Frances Cabrini was born on July 15,
1850, in northern Italy in Lombardy, in the town of Sant'Angelo, the Lodi
region south of the Po River. Her parents, Agostino Cabrini and Stella Oldini,
were peasants who were both of great faith and piety, which they instilled in
their children by word and example. The tenth of eleven brothers and sisters
only four of them, one Frances, survived beyond adolescence.
In later years as a nun during her work
in Rome, she met the Bishop of Piacenza. The founder of the Missionaries of St.
Charles Borromeo, an order dedicated to helping Italian immigrants in America.

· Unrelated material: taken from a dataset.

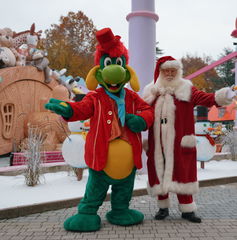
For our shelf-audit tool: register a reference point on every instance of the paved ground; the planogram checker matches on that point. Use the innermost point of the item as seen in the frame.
(217, 207)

Bishop Scalabrini needed religious women to help and complement the priests of
the Institute of St. Charles. He succeeded in obtaining a letter from
Archbishop Corrigan of New York, formally inviting the Missionaries of the
Sacred Heart to establish a house in New York. Then, shortly after that, Pope Leo
XIII, in an audience with Mother Frances, asked her to make New York her mission,
declaring, "You will go not to the East, but the West!" Instead of
China, as she had once dreamed, in blind faith and perfect obedience with a
group of her sisters, she embarked for America almost immediately.

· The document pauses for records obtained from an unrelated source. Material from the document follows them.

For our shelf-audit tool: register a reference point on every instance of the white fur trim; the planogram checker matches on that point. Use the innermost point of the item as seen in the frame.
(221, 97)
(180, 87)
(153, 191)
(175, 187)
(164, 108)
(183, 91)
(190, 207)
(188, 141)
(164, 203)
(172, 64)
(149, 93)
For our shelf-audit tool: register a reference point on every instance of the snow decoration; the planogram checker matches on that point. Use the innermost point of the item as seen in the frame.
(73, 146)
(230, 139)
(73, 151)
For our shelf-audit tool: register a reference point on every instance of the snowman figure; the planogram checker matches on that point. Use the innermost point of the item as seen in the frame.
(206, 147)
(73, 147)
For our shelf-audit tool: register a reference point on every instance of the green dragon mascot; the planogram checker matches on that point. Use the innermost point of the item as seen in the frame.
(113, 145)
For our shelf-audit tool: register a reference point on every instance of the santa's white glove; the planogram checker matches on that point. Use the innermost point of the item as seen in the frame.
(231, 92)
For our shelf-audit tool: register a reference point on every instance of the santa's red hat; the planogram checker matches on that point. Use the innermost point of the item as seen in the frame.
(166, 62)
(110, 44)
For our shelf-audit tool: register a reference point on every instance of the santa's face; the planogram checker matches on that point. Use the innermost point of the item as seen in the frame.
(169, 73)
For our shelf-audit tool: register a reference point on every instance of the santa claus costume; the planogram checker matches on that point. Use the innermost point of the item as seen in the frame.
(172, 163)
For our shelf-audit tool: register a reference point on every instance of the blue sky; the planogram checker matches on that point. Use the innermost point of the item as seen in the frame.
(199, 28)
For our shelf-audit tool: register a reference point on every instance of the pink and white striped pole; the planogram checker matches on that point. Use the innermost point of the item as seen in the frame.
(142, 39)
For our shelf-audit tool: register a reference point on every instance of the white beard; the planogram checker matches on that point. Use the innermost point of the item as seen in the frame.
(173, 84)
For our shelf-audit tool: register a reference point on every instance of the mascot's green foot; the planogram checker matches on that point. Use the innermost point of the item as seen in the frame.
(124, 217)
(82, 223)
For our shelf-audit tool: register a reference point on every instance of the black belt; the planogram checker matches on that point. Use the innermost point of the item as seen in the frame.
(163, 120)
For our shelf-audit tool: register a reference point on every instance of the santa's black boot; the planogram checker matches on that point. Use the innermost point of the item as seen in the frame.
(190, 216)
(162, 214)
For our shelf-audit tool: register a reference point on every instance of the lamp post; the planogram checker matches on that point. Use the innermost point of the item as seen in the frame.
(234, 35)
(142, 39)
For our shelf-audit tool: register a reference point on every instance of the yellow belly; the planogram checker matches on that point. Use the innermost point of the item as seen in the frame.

Over the years in many of the new
foundations she created, Mother Cabrini encountered discouraging obstacles, and
her beginning in New York was one of them. Archbishop Corrigan was not
expecting her so soon in New York. At their first meeting, he suggested that
she return to Italy, to which she replied in obedience she could not since the
Pope sent her to New York. To make matters worse, the Scalabrini priests had
made no provisions for the sisters, not even any living quarters. The Convent
that their benefactress, an Italian Countess, had prepared for the nuns had not
met the Archbishop's approval. They were brought to spend the night in a
forbidding shelter in the heart of the Italian ghetto with the beds so dirty that
they could not sleep in them! Instead, they spent their first night in America
awake, peacefully engaged in prayer. The following day, the Sisters of Charity
agreed to house the missionaries as long as was necessary and helped them in
their first steps through the city.
On the day of her canonization, some
60,000 people visited her shrine in New York and the room where she died in
Chicago. Another place where crowds gathered was the shrine in Golden,
Colorado. Even today, many pilgrims go to these same places to ask for favors
or to express their gratitude for graces received: the Shrine Chapel in New
York City, the National Shrine of St. Frances Xavier Cabrini in Chicago, Illinois,
and Mother Cabrini Shrine in Golden, Colorado.
When Mother Cabrini died, she was
buried in the cemetery at West Park, New York, according to a desire she had
earlier expressed. In the fall of 1933, her body was placed beneath the main
altar of the chapel in Mother Cabrini High School in New York City. The chapel
was first located in the school until a larger chapel dedicated to the Sacred
Heart of Jesus was constructed on the same grounds. It is the destination of
many who go to pray at the altar and admire the mosaics that depict her life.
It should be with great pride that
Italian Americans, in memory of their ancestors who came to America and faced
hardships to become Americans would be the patrons of Mother Cabrini as she is
the Patron Saint of Immigrants.
America is beautiful, and Mother
Cabrini’s examples, work, and piety have made it so.